Machine Learning and Neural Engine
Apple’s A-series SoCs are equipped with dedicated processors for machine learning and a neural engine. It’ll be interesting to see if Apple or third-party developers take advantage of these chips to build AI-based recommendations into Logic Pro X, MainStage, and other products.
Musicians often get stuck in the “music should be organic, AI is bad” point of view, but I’d argue that it’s too early to jump to that conclusion because no one has really combined music and AI in a seamless manner with really good UX.
I wouldn’t be surprised if Siri turns into an AI that’s capable of understanding a musician’s performance style or mixing tendencies and making recommendations or improvements automatically in the next 4-5 years.
GPU Acceleration for Plugins
Instrument and effects plugins are computationally-heavy, especially things like convolution reverbs, modeled instruments, etc. Apple’s Metal library allows developers to tap into GPUs for complex parallel calculations that traditional CPUs are not good at. As we already know, Apple’s A-series SoCs have excellent GPU capabilities.Combined with other SoC goodies like high-bandwidth caches, performance controllers, and other task-specific processors, we may see a high leap forward in terms of plugin efficiency, usability, and latency.
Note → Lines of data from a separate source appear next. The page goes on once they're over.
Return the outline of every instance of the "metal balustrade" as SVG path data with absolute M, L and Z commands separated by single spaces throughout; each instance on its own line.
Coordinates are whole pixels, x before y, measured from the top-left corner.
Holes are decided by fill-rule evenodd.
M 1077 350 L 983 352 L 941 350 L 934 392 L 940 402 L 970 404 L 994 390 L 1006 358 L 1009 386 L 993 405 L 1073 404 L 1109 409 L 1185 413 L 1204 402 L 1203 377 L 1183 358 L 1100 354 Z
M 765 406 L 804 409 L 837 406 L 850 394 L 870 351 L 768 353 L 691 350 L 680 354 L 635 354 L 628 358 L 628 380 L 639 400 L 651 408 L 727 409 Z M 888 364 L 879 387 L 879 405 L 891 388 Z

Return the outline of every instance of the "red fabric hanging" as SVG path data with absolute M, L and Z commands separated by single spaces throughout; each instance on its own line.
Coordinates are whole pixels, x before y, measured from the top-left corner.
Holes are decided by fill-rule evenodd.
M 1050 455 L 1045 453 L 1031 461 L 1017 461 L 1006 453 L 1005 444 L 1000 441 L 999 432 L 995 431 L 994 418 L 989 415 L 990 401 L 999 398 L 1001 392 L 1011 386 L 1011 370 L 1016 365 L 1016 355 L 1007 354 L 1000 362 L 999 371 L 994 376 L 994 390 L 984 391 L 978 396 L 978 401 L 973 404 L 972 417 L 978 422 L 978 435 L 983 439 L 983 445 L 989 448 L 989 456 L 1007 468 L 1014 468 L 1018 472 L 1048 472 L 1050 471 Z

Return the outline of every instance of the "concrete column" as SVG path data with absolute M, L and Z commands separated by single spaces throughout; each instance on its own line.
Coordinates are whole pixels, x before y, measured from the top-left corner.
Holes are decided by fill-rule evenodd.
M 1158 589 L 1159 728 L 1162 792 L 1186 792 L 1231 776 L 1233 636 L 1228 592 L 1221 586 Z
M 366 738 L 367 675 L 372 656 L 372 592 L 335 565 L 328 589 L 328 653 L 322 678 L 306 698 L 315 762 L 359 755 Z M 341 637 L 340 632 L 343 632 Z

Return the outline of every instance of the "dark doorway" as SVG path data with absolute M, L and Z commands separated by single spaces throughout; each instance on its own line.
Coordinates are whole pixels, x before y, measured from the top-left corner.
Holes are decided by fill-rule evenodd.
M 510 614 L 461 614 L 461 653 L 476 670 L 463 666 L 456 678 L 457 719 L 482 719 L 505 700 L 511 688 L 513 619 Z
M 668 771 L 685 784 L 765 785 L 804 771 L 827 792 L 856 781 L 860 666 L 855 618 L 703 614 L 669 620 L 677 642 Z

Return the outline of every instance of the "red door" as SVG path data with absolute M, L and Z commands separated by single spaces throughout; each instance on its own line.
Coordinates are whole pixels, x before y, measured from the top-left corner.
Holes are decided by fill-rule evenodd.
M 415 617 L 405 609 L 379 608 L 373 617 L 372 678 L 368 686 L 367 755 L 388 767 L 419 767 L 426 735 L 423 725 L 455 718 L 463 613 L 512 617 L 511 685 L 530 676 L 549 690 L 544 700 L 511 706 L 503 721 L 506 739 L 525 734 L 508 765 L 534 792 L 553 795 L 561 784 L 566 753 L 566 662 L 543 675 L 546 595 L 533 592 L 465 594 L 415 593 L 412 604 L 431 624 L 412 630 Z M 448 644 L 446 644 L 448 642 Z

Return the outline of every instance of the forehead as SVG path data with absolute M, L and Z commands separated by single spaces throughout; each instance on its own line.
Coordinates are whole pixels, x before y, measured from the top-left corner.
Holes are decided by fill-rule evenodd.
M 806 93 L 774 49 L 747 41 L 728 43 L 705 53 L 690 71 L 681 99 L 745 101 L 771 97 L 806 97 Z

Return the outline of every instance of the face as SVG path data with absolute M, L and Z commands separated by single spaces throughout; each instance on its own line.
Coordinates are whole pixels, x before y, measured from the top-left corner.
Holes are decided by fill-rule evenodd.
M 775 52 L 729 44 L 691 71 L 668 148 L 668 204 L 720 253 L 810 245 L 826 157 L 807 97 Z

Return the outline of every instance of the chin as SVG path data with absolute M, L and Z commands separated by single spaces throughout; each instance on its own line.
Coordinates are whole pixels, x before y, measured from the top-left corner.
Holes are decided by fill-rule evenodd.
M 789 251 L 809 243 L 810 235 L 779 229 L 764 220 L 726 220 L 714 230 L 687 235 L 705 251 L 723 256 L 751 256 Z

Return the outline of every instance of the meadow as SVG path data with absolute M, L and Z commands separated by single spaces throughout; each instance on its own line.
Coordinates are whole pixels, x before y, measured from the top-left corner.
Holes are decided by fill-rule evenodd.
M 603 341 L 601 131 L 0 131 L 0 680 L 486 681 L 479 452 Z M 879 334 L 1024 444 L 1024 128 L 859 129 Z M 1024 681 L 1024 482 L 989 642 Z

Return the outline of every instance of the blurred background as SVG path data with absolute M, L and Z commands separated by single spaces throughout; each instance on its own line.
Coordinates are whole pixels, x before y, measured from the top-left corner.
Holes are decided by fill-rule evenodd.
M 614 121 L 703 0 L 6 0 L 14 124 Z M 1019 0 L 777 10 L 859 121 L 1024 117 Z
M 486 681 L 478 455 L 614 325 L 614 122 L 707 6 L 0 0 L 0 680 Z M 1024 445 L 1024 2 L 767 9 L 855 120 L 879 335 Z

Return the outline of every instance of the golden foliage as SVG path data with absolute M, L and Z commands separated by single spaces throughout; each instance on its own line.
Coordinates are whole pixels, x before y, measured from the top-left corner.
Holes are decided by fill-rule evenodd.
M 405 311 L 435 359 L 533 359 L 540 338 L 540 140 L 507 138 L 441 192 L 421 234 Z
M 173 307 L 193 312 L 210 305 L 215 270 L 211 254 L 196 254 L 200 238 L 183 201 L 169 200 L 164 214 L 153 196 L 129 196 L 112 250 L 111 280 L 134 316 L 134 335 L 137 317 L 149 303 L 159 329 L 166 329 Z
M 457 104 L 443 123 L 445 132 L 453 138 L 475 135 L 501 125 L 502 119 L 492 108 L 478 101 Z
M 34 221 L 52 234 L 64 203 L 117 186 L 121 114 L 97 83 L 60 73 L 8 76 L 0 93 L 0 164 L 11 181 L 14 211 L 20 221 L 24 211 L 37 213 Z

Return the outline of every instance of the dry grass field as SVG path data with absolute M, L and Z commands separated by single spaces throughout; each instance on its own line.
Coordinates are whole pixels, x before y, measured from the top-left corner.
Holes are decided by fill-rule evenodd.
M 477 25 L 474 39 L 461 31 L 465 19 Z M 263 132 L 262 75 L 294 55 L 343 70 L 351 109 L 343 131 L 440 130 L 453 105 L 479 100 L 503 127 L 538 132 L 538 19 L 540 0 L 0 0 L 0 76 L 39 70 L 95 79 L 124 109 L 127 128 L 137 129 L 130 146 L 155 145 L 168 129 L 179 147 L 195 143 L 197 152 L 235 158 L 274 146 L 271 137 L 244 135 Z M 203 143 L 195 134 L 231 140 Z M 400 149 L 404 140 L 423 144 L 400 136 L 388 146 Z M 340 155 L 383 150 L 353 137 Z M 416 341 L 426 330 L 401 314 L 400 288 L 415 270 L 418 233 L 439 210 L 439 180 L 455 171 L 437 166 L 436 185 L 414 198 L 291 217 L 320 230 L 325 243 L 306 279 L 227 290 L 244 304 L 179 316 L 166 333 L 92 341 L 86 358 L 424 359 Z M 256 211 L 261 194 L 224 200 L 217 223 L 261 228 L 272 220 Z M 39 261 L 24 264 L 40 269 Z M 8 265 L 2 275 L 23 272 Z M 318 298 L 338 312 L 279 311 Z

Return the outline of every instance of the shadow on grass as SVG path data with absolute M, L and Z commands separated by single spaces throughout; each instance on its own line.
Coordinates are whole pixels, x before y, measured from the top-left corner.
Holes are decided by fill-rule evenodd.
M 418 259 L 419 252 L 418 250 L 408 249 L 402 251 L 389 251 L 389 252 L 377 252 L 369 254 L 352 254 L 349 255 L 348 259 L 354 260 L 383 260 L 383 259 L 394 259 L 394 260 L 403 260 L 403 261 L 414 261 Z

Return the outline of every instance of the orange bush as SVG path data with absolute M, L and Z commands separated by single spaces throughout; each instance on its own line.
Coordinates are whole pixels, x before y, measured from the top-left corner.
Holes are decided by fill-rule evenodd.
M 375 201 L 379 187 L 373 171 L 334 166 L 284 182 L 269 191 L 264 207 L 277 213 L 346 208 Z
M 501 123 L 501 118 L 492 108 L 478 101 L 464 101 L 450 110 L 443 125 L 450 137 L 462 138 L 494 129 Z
Low-level access to the GPU may enable developers to build reduce processing latency, which is great news for MainStage users who want to use plugins during live performance with minimal latency.
I’m really excited to see where Apple Silicon takes us over the next 4-5 years. I think ARM-based Macs have the potential to shake things up and democratize high performance computing for creatives in a variety of industries. Imagine a world where you no longer need a $3,000 MacBook Pro to make the music you want to make without compromising on workflow.
With that said, Apple did state that there are still Intel-based Macs on the horizon, and that the transition to Apple Silicon is expected to take two years. If you’re a musician who’s in the market for a new computer now, I’d recommend waiting for Apple’s first ARM-based Mac, which will be released sometime in the next six months. When that happens, check out the computer and the benchmarks, and move forward from there.
What are your thoughts on Apple Silicon? Let me know.